1 Definisi
Abdomen adalah bagian tubuh yang berbentuk rongga terletak diantara
toraks dan pelvis. Rongga ini berisi viscera dan dibungkus dinding (abdominal
wall) yang terbentuk dari dari otot-otot abdomen, columna vertebralis, dan ilium.
Trauma adalah sebuah mekanisme yang disengaja ataupun tidak disengaja
sehingga menyebabkan luka atau cedera pada bagian tubuh. Jika trauma yang
didapat cukup berat akan mengakibatkan kerusakan anatomi maupun fisiologi
organ tubuh yang terkena. Trauma abdomen adalah terjadinya cedera atau
kerusakan pada organ abdomen yang menyebabkan perubahan fisiologi
sehingga terjadi gangguan metabolisme, kelainan imunologi dan gangguan faal
berbagai organ (MH Assiddqi, 2014).
1.2 Klasifikasi
Trauma pada dinding abdomen terdiri dari:
1. Trauma penetrasi: trauma tembak, trauma tusuk (MH Assiddqi, 2014).
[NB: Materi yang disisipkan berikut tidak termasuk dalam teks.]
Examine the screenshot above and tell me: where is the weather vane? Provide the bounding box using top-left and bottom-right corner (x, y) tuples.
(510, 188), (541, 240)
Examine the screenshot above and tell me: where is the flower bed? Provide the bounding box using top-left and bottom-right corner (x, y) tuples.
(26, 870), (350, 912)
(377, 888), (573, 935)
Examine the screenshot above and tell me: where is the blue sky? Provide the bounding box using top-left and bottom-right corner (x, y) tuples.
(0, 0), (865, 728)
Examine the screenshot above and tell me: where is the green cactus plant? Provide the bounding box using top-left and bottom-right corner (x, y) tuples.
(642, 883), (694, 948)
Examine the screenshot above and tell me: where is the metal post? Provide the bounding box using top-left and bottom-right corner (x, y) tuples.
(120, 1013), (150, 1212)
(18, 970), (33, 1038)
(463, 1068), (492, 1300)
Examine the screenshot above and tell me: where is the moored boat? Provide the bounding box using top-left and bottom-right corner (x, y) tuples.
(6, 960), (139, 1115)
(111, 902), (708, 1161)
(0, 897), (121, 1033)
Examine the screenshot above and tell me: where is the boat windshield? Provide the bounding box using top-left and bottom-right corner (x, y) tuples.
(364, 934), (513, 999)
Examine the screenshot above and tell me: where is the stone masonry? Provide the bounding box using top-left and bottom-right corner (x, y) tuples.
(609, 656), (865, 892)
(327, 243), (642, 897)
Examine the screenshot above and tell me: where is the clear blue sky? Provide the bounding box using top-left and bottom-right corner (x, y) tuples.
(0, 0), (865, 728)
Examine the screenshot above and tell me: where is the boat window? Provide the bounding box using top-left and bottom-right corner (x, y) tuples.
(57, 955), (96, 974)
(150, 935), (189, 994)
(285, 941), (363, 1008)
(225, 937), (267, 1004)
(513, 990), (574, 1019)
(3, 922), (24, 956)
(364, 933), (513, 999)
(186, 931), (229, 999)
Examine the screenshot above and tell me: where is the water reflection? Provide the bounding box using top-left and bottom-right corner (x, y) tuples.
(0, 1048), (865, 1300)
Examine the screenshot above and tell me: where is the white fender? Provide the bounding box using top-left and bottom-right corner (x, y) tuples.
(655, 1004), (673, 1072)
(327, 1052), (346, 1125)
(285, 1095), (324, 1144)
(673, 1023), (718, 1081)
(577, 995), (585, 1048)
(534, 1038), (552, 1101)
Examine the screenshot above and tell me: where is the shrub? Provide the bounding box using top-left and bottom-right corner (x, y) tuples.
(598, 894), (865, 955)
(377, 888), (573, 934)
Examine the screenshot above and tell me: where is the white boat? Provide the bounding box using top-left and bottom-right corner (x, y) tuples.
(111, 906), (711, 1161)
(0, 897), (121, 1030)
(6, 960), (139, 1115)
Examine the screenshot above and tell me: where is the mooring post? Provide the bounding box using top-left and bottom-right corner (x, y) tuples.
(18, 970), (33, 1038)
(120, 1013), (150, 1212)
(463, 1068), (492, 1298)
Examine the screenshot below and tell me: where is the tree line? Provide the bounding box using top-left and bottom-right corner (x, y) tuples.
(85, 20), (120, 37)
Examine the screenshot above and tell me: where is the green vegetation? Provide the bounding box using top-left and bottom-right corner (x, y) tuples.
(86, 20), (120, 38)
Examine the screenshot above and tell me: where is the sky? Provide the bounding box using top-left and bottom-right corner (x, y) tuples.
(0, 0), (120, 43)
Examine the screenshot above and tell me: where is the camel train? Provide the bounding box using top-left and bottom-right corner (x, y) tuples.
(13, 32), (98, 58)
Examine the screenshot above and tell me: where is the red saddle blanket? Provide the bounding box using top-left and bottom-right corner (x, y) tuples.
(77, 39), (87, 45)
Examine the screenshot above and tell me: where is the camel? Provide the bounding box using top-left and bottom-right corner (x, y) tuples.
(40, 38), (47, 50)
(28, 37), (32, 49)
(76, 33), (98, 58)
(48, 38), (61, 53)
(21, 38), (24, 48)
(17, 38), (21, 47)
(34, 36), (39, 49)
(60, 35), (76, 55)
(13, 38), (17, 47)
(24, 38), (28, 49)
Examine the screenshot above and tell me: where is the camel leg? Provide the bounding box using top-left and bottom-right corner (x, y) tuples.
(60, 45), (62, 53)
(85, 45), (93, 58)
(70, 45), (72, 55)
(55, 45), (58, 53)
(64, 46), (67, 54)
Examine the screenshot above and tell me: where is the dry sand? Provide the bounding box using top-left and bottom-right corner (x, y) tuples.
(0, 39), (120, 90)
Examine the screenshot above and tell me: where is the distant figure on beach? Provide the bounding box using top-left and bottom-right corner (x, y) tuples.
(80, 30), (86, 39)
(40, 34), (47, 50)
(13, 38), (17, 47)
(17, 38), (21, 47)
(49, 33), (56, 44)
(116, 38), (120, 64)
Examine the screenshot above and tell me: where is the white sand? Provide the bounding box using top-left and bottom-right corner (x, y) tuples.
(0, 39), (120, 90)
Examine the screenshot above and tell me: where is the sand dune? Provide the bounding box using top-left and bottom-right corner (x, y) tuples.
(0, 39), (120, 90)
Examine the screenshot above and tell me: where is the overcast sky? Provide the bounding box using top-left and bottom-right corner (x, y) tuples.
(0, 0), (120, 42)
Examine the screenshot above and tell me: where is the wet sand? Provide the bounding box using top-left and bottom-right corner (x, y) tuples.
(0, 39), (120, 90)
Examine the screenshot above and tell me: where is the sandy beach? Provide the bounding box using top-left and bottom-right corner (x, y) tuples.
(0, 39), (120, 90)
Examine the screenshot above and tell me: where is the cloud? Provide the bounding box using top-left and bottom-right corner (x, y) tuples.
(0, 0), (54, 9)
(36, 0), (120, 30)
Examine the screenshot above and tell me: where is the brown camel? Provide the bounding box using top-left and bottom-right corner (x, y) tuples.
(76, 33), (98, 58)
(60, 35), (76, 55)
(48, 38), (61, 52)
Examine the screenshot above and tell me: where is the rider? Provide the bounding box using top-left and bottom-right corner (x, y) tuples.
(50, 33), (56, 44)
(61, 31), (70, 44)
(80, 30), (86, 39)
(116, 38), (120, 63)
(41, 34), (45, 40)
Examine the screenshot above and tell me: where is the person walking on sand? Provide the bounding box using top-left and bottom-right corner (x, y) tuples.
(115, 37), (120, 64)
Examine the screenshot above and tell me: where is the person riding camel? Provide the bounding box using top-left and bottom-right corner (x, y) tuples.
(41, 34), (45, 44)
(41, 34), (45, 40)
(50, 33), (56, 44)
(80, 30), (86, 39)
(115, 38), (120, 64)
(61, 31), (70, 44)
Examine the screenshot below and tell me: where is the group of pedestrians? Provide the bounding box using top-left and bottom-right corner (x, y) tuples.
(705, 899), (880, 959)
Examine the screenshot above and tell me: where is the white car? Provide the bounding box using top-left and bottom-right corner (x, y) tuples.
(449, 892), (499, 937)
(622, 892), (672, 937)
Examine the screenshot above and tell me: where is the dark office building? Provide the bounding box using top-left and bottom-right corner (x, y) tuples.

Trauma penetrans merupakan 8-12% dari abdominal trauma yang datang ke
trauma center. Luka tembak merupakan penyebab yang sering pada trauma
penetrasi pada populasi anak dan menyebabkan kematian pada laki-laki kulit
hitam pada umur 15-24 tahun. Penyebab lain trauma penetrans adalah stab
wound, impalements, gigitan anjing, dan kecelakaan mesin. Oleh karena
kebanyakan trauma penetrans pada abdomen biasanya memerlukan
tindakan pembedahan maka persiapan di ruang operasi harus simultan
dengan assessment pasien (Pratama, 2014).
2. Trauma non-penetrasi atau trauma tumpul: diklasifikasikan ke dalam 3
mekanisme utama, yaitu tenaga kompresi (hantaman), tenaga deselerasi
dan akselerasi. Tenaga kompresi (compression or concussive forces) dapat
berupa hantaman langsung atau kompresi eksternal terhadap objek yang
terfiksasi. Misalnya hancur akibat kecelakaan, atau sabuk pengaman yang
salah (seat belt injury). Hal yang sering terjadi adalah hantaman, efeknya
dapat menyebabkan sobek dan hematom subkapsular pada organ padat
visera. Hantaman juga dapat menyebabkan peningkatan tekanan intralumen
pada organ berongga dan menyebabkan rupture (MH Assiddqi, 2014).
Trauma tumpul abdomen lebih dominan pada populasi anak. Lebih dari 80%
trauma pada anak adalah berupa trauma tumpul dan kebanyakan
berhubungan dengan kecelakan kendaraan bermotor. Cedera abdominal
dapat disebabkan juga oleh karena terjatuh dan langsung mengenai dinding
abdomen misalnya pada handlebar injuri (Pratama, 2014).
1.3 Etiologi
Penyebab trauma abdomen antara lain: trauma, iritasi, infeksi, obstruksi dan
operasi. Kerusakan organ abdomen dan pelvis dapat disebabkan trauma
tembus, biasanya tikaman atau tembakan dan trauma tumpul akibat
kecelakaan mobil, pukulan langsung atau jatuh. Luka yang tampak ringan bisa
menimbulkan cedera eksterna yang mengancam nyawa (MH Assiddqi, 2014).
1.4 Patofisiologi
Terlampir
2.7 Penatalaksanaan
Penatalaksanaan kegawatdaruratan Trauma Abdomen
1. Trauma Tumpul Abdomen
Hal umum yang perlu mendapat perhatian adalah atasi dahulu ABC bila
pasien telah stabil baru kita memikirkan penatalaksanaan abdomen itu
sendiri. Pipa lambung, selain untuk diagnostic, harus segera dipasang untuk
mencegah terjadinya aspirasi bila terjadi muntah. Sedangkan kateter di
pasang untuk mengosongkan kandung kencing dan menilai urin. Pada
trauma tumpul, bila terdapat kerusakan intra peritoneum harus dilakukan
laparotomi, sedangkan bila tidak, pasien diobservasi selama 24-48 jam.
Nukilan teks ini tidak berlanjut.